Oscar gold and cinematic success

Emily Triebwasser

After the Oscar pandemonium has died down, I decided that, as a film lover, I should see those that elicited a victory. “Capote” is one of the few on that list. It was nominated for Best Picture, Best Achievement in Directing, Best Adapted Screenplay and Catherine Keener (who played Harper Lee) was nominated for Best Supporting Actress. The crowning glory of the film, however, was Philip Seymour Hoffman’s Oscar win for Best Actor.

Writing a book has a major effect on the author, as Philip Seymour Hoffman brilliantly depicts in “Capote.” The film follows the life of Truman Capote (of “Breakfast at Tiffany’s” fame) before, during and after his writing of the nonfiction “In Cold Blood,” based on the brutal 1959 murder of a family in Kansas.

While researching with fellow novelist Nell Harper Lee, Capote becomes inexplicably and emotionally attached to the two convicted killers, Perry Smith in particular. He even dares to claim that they “grew up in the same house, and one day [Perry] went out the back door and I went out the front.” The bond that he forms with these men on death row psychologically devastates him until his book is finally completed in 1966.

Hoffman’s portrayal of Capote’s emotional struggles is phenomenal. Not only was he faced with the challenge to imitate Capote’s mannerisms, unique dialect and physical orientation (he lost 40 pounds to play the role), but he also was obliged to show his reluctant compassion for these sociopaths. Although Capote’s sensitive core yearned to save them from their death sentence, he knew that he needed absolute closure before finishing his book, and strove to release himself from psychological turmoil. Hoffman’s Oscar for Best Actor was well-deserved.

The film itself, while it seems slow-moving and slightly boring in the beginning, does an excellent job of remaining true to history. Once it is apparent that the movie is divided into Truman’s life before, during, and after “In Cold Blood,” it becomes much more enjoyable and fluid. The viewer will find that there is no original score, which I believe that it makes the story seem much more credible and realistic. Life has no background music, and thus “Capote” has no background music.

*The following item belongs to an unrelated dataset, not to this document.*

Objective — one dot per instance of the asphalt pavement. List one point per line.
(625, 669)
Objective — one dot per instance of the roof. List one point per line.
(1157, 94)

The plot itself is not exciting or gripping in itself, but rather an accomplished, stirring psychological account of one man’s life-altering experience. Brilliantly acted, this film does the memory of Truman Capote a service as it tells the oft-overlooked demise of one of America’s most gifted writers.

“Capote” is filmmaking at its best and is a real outside-the-box production of non-fiction. Hoffman’s Oscar was richly deserved, and I truly believe that this is one Oscar-winner that ought not to be neglected.